Atravessar o costume

16.5.2023  |  por Artur Kon

Foto de capa: Heloísa Bortz

A “peça didática” (Lehrstück) tem sido um dos pontos centrais de debate em relação à atualidade, diríamos até contemporaneidade (querendo com isso falar da aproximação possível a algo já compreendido e nomeado como “teatro contemporâneo”), do teatro de Bertolt Brecht (1898-1956) – e, com ele, de toda uma ideia de teatro político. Pois de fato o “didatismo” tem sido uma das qualidades mais execradas em boa parte das produções que se pretendem devedoras dessa tradição, reconhecendo na presunção da parte de muitos artistas de ensinar algo à plateia uma forma de autoritarismo, uma presunção de saber que coloca o espectador como ignorante, além de uma pretensão descabida a ter as respostas para os impasses políticos do presente (quando já não parece possível aceitar sem mais as soluções antes oferecidas por concepções teóricas que, também é verdade, de modo algum perderam o poder de análise crítica da realidade).

Por outro lado, há algum tempo pesquisadores têm mostrado que esse gênero teatral inventado por Brecht, cujo nome preferem traduzir aqui no Brasil como “jogo de aprendizagem” (segundo a pesquisadora, professora e tradutora Ingrid Koudela (ECA-USP), nossa maior especialista nesse assunto, não tem nada de “didático” nesse mau sentido: não traz uma pedagogia “bancária”, como dizia o educador e filósofo Paulo Freire (1921-1997), em que se “deposita” um ensinamento do professor no aluno, do artista no espectador. Propõe, antes, um experimento coletivo sempre renovado, pelo qual possamos todos chegar a cada vez a algo como um aprender, ainda que sem conteúdo prévio a ser aprendido. Ou, diriam alguns filósofos contemporâneos que têm pensado a educação (como os estadunidenses Fred Moten, Stephano Harney e Tyson Lewis), mais “estudar” do que aprender. É para isso que serviria a forma esquemática, até mesmo um tanto árida, das peças escritas por Brecht (e que lhes rendeu tão má fama): só assim elas se tornariam de fato maleáveis, passíveis de intervenção por parte de cada grupo de artistas-estudantes que quiser encará-las.

E, na verdade, como suscita ‘Aquele que diz sim / O voo através do oceano’, não seria disso que o autor alemão estaria falando – não tanto da dominação da natureza, mas da superação de uma ‘segunda natureza’, um estado de coisas que é uma construção social, mas que se apresenta como tão imutável que até parece natural? Para o verdadeiro teatro político, aquele feito por Brecht, mas o mais das vezes não pelos seus admiradores e seguidores, não se trata de aprender conteúdos políticos, conscientizar-se das mazelas da sociedade para sair do teatro e tentar transformá-las. O que está em jogo, muito mais, é transformar o teatro, que é parte e sintoma dessa sociedade, que traz em sua estrutura material a mesma ideologia que muitas vezes criticamos apenas no campo do discurso. Essa operação formal (isto é, concreta) interna ao campo artístico antecipa toda emancipação possível na realidade, mesmo quando não advoga explicitamente por ela.
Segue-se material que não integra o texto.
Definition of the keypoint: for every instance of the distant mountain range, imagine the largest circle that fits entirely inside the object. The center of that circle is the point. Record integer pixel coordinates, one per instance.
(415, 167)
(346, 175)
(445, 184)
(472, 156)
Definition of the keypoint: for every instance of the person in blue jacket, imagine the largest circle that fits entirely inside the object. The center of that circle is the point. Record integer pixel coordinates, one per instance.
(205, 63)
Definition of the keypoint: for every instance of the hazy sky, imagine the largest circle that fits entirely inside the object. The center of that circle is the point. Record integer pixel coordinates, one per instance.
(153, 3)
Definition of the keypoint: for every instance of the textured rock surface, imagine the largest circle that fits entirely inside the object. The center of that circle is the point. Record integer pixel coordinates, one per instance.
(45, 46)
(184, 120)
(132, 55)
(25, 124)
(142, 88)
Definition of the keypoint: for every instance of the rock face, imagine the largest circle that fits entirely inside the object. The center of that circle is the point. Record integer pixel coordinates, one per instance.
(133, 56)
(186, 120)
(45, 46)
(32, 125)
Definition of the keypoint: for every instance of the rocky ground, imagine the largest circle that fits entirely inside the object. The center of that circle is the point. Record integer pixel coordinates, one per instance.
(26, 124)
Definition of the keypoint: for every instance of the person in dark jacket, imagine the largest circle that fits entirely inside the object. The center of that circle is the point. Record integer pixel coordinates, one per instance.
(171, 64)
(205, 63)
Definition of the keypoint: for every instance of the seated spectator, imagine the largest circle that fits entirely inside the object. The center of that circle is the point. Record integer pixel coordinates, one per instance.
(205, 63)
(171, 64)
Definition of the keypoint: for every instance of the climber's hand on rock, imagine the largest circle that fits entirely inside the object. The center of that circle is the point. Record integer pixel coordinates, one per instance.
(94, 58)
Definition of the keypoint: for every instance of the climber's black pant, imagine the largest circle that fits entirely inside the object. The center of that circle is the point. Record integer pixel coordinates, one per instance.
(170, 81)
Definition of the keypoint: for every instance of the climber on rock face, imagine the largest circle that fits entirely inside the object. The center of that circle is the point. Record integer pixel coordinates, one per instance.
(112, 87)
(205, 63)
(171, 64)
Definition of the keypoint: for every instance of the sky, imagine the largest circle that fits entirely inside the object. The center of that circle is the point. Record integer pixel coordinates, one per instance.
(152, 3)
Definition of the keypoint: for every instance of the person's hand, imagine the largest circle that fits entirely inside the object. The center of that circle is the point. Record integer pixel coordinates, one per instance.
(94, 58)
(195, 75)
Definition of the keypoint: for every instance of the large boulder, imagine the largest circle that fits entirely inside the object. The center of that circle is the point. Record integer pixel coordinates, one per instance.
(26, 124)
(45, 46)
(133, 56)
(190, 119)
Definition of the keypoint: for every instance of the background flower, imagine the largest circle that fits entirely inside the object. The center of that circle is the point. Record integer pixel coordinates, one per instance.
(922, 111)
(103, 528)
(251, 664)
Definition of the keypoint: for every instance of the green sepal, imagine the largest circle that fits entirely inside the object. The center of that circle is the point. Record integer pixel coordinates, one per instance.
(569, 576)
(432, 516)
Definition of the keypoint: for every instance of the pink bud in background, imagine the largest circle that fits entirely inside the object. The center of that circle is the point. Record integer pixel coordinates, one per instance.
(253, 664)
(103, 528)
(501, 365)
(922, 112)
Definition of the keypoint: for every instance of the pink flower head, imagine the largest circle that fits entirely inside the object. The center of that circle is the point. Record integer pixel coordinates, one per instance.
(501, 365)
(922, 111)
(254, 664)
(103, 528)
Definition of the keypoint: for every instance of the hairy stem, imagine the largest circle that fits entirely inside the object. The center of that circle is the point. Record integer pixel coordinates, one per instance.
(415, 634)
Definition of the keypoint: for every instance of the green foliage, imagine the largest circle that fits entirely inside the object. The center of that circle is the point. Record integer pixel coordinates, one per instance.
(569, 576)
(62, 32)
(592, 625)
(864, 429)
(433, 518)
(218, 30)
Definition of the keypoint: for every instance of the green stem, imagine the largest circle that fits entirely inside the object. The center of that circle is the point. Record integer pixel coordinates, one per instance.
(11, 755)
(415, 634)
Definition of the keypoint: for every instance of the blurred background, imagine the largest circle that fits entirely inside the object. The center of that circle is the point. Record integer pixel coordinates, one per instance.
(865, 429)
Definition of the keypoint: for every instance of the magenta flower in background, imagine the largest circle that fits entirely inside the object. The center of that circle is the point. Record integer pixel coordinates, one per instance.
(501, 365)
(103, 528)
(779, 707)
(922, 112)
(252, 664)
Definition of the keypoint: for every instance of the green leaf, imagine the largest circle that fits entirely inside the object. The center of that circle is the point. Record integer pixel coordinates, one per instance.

O caminho contrário é o de apenas vestir um conformismo ou um conservadorismo com roupagens revolucionárias

Eu mesmo, diga-se de passagem, o fiz junto à minha companhia, a Cia de Teatro Acidental, em nosso último trabalho, com direção de Maria Tendlau: E se a porta cair seguiremos sentados apenas mais visíveis, em que reescrevemos a peça didática A decisão, talvez a mais polêmica de Brecht. Mas ali se tratava de criar uma dramaturgia totalmente nova, sem nenhum compromisso com o texto que o escritor alemão nos deixou. E se não fosse esse o caso, mas sim o de realmente encenar (verbo que já parece trazer diversas dificuldades, uma vez que o “jogo” das Lehrstück era justamente uma experimentação aberta, sem ensaio e sem plateia, diferente do “teatro épico de espetáculo” das peças mais conhecidas do autor) uma dessas peças?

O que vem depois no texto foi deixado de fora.